Blue-collar win vs. Tech staves off naysayers, Apocalypse

ATLANTA - With all due respect to Chicken Little (and some wishful thinkers around the ACC), the sky is not falling on Durham.

Some would have you believe that after two seasons, four first-round NBA picks and a handful of overtimes, Duke's first ACC loss in 32 games meant the Apocalypse was just around the corner.

"It was a reality check; I was like, 'Oh God, we can lose at Cameron,'" Chris Carrawell said.

A wake-up call, yes. But the end of the road for the Blue Devils, whose ACC dominance had begun to draw comparisons to Florida State football?

Try telling that to Bobby Cremins.

"Before the game everyone kept asking me if this was a bad time to play Duke," Cremins said Saturday. "I told them we'd have the answer after the game.
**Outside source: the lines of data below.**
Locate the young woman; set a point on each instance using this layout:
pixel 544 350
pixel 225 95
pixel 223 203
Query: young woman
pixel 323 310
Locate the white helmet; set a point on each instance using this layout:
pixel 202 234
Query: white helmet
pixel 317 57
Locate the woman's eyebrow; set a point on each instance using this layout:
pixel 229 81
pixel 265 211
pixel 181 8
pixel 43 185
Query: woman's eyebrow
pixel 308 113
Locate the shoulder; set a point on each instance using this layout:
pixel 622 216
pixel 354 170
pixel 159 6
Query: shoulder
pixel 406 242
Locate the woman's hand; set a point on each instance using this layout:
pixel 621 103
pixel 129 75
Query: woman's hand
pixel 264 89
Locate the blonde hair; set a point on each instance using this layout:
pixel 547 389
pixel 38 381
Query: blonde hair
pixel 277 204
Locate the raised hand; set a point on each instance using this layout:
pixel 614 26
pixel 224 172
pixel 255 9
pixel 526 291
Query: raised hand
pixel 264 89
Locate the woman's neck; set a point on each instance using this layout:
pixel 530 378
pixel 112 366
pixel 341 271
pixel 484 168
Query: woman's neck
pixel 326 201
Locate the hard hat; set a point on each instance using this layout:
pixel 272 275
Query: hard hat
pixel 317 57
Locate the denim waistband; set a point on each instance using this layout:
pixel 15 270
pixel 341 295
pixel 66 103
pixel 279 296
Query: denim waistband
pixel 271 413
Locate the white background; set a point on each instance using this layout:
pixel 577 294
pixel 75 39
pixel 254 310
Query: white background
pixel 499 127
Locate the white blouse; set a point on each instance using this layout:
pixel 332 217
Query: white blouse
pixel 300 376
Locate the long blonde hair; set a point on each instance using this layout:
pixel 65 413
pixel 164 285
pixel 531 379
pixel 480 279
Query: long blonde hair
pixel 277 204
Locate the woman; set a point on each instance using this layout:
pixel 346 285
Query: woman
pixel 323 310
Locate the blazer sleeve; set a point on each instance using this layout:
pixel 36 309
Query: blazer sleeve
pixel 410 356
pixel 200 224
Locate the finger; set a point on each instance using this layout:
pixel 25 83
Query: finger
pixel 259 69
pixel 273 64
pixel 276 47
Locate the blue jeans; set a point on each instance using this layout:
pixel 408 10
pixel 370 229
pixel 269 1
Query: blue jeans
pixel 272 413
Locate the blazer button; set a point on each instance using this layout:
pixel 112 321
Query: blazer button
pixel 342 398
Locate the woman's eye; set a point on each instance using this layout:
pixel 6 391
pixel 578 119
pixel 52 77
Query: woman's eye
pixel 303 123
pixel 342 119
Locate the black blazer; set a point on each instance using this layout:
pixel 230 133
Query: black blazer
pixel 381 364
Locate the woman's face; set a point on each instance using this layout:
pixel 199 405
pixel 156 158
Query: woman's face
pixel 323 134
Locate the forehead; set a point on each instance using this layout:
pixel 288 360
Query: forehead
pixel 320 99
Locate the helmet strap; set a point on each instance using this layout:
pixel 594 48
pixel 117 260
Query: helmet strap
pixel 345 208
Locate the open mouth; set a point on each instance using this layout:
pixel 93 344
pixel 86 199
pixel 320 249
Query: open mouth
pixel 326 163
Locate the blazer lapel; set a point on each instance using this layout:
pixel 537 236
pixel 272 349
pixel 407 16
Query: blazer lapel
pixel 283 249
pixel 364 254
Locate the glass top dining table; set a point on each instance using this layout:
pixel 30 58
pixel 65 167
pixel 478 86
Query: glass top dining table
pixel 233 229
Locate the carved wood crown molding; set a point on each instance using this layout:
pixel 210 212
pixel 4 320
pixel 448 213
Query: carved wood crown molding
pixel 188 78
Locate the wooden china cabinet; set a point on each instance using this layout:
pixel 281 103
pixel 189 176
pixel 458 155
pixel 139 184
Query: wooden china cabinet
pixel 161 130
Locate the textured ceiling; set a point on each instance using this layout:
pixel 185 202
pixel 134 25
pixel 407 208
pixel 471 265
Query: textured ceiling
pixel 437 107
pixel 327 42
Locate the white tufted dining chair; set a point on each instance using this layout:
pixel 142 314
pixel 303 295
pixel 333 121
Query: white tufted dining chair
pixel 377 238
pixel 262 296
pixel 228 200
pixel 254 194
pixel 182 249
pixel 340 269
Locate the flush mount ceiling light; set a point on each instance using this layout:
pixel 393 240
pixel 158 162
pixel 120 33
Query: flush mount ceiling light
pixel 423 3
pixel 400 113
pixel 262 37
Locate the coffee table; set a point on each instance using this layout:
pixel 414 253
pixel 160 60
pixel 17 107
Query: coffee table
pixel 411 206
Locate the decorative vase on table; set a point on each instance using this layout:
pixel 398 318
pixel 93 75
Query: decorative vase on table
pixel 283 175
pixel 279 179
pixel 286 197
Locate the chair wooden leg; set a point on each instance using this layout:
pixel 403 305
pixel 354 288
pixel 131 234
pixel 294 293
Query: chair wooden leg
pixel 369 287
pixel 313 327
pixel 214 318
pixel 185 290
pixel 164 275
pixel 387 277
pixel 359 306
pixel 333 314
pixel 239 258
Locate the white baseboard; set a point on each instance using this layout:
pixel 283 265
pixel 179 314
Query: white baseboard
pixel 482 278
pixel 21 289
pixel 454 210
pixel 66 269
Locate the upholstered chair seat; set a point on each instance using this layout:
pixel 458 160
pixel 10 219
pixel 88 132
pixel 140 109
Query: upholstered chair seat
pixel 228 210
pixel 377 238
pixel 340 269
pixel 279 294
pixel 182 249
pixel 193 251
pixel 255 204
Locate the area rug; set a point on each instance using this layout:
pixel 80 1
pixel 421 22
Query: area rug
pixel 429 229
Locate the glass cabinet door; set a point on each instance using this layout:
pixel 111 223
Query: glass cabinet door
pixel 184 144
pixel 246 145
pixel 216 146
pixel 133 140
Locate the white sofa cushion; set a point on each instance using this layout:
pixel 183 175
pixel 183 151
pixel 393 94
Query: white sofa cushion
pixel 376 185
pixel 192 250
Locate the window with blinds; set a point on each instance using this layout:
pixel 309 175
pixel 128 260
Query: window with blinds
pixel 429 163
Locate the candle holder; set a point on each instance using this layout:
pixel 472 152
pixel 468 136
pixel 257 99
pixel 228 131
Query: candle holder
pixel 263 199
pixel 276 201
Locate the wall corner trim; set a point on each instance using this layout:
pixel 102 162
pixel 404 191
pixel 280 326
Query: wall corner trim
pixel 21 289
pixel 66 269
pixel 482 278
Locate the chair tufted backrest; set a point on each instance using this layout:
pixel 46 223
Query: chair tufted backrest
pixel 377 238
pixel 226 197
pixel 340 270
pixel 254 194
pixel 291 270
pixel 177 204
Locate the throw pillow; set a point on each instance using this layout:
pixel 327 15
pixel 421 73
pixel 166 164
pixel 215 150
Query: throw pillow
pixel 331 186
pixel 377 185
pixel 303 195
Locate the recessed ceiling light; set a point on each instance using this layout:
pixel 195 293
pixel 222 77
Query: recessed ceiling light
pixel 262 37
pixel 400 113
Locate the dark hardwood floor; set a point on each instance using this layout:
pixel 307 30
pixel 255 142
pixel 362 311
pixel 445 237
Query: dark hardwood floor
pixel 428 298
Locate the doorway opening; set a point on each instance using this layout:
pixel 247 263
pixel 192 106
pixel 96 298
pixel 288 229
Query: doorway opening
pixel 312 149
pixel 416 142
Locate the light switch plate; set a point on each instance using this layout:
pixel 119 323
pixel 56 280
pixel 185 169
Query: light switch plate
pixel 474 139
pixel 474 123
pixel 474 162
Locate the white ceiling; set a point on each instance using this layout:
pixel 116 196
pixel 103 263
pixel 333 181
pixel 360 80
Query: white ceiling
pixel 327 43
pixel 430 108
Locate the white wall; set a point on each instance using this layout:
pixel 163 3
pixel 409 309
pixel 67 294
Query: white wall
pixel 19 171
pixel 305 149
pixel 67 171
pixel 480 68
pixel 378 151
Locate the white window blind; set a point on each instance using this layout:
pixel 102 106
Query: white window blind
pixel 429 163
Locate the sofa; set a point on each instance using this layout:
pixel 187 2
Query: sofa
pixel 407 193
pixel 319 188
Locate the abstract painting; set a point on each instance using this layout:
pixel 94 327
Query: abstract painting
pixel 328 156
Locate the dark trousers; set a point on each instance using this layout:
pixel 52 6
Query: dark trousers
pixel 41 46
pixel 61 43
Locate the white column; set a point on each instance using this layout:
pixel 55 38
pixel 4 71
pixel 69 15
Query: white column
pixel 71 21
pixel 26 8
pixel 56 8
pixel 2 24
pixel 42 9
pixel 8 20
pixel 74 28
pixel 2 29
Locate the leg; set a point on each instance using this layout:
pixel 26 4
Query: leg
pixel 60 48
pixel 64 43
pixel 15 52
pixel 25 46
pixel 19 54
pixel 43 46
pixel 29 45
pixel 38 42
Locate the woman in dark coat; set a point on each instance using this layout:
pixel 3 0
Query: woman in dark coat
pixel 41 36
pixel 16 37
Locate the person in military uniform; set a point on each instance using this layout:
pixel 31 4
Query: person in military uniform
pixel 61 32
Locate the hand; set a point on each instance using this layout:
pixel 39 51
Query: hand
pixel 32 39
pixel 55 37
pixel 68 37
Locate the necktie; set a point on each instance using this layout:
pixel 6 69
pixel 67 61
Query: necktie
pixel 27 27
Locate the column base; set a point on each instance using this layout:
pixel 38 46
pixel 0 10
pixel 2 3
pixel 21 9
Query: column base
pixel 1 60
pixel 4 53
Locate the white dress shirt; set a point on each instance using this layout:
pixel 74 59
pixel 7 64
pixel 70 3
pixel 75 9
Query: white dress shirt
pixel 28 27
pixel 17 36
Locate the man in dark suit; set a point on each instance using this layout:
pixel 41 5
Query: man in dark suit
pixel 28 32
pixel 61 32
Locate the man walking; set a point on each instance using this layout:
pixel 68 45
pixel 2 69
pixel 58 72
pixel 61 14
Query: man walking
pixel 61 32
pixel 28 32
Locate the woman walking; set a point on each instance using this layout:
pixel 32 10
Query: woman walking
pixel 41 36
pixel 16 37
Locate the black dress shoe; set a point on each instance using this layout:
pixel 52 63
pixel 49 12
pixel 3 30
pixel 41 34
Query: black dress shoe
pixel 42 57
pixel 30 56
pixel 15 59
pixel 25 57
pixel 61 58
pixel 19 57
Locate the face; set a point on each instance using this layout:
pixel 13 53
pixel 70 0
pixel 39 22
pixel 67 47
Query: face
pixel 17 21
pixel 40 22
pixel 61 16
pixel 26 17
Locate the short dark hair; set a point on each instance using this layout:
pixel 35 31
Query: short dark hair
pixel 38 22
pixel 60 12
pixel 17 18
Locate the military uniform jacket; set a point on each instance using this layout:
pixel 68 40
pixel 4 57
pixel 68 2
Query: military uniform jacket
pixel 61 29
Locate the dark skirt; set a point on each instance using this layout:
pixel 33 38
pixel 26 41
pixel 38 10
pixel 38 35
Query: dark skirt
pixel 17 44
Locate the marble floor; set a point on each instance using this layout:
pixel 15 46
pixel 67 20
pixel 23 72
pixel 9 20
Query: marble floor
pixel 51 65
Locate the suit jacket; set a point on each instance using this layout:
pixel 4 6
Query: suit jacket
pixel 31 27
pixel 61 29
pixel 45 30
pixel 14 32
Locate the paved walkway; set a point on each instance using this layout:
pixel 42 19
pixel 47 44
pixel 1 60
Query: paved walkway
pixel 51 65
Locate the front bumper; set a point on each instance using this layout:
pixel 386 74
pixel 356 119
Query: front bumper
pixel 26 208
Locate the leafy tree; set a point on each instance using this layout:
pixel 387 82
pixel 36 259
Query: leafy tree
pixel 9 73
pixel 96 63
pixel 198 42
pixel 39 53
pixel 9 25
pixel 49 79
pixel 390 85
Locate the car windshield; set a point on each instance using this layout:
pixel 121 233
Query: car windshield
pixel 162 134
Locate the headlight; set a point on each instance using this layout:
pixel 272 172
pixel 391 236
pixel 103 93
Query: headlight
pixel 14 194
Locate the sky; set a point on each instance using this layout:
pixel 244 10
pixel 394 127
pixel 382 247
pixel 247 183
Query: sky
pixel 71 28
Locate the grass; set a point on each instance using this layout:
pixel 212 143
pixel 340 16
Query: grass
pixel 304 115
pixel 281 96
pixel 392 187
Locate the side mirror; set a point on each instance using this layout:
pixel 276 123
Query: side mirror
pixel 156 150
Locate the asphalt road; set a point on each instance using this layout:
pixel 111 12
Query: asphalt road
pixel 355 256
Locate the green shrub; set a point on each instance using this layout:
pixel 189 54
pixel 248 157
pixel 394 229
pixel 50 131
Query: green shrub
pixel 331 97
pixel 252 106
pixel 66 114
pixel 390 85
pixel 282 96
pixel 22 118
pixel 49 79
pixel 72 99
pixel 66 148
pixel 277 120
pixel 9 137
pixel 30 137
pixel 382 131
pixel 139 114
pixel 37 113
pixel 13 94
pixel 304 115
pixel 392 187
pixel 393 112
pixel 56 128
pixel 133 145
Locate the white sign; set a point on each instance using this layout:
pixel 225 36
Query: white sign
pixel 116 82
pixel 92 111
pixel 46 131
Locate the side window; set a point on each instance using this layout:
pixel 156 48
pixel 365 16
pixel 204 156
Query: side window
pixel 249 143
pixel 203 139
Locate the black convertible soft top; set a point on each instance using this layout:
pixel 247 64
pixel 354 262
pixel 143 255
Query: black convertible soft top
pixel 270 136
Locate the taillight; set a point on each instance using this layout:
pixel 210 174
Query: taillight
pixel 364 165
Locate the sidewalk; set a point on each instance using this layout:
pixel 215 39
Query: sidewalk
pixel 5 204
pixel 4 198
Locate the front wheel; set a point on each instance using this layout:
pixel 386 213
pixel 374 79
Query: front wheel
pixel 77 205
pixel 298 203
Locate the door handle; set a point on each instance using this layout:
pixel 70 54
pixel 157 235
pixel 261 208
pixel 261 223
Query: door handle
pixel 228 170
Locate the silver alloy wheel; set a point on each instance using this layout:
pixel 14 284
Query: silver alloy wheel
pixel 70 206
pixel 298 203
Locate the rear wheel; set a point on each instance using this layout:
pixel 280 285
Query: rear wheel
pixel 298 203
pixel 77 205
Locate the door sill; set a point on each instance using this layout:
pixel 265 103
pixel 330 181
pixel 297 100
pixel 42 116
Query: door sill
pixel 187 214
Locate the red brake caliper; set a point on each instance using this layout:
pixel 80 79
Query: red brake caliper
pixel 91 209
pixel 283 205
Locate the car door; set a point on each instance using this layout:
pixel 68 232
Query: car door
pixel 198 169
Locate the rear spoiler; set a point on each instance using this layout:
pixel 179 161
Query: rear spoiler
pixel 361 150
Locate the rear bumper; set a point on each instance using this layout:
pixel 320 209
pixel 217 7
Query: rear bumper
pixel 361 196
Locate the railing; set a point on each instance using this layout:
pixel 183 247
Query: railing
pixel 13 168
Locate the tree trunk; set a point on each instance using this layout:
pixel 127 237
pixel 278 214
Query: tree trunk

I think we have that."

Duke's 85-64 romp was not, as Cremins suggested afterwards, a "statement" game for the No. 3 Blue Devils. Instead, it was a roll-up-the-sleeves-and-get-back-to-basics effort from a team that got downright sloppy somewhere in the midst of all that winning.

"Getting back to Duke defense, that was the key," said Carrawell, who had his own reputation as one of the ACC's top defenders soiled by Juan Dixon's 31 points Wednesday. "That was a reality check for me, too."

Against the Terps, Duke's offense was just fine, thank you. It was the defense that stayed home, presumably watching the game on television with the hundreds of student no-shows.

"I've never seen that [many empty seats]," Mike Krzyzewski said. "Maybe there was some expectation, like, 'Oh, we're supposed to win.'"

The Blue Devils shot 53 percent against the Terps, but allowed 98 points, the highest total an opponent has put up in Cameron since Duke's legendary 102-100 double-overtime loss to North Carolina in February of 1995.

After Krzyzewski ran his team through an intense, defensive-minded practice Friday, you could bet those numbers would change against Tech.

"They were relentless on defense," Cremins said. "We couldn't run our offense. We couldn't get the ball inside."

Duke's 38 points off 21 Tech turnovers were the difference. The Blue Devils took better care of the ball, too, committing just one turnover in the first half and seven total.

That reversal from Wednesday's performance gave Krzyzewski two tangible reasons to be satisfied with a 19-point win against an overmatched opponent.

"If we play hard and well and lose, I have no problem with that," he said. "But if we play poor in any one aspect of the game, I'll be on them for that.

"You become better when excellence is your motivation, not wins and losses."

And if excellence is Duke's goal, Krzyzewski's team still has plenty of room to improve. Matt Christensen's play Saturday was proof of that.

The 6-foot-11 Christensen was one major reason that Tech struggled to get the ball inside, where twin towers Jason Collier and Alvin Jones are the Yellow Jackets' most effective players.

Along with solid defensive support for Shane Battier, who continues to battle a virus, and Carlos Boozer, who continues to battle foul trouble, Christensen came up with five points and four rebounds in 10 minutes.

"Coach has had me playing with the starters a little bit more, so that's an indication of the confidence they have in me," Christensen said. "I feel like I'm doing a better job in practice in general."

If Christensen's development continues, it could mean an expansion of the shallow rotation Krzyzewski has used so far in ACC play. With only six players averaging more than eight minutes per game now, the Blue Devils are clearly vulnerable to fatigue, a fact evident in Wednesday's loss.

Of course, improvement is relative. As far as Cremins and the ACC's other second-tier teams are concerned, Duke is already too good.

"They're going to be tough to beat," Cremins said. "They proved they are beatable, but in the NCAA tournament, it's going to be hard for a team to knock them off.

"They have the capability to make a run for the whole thing."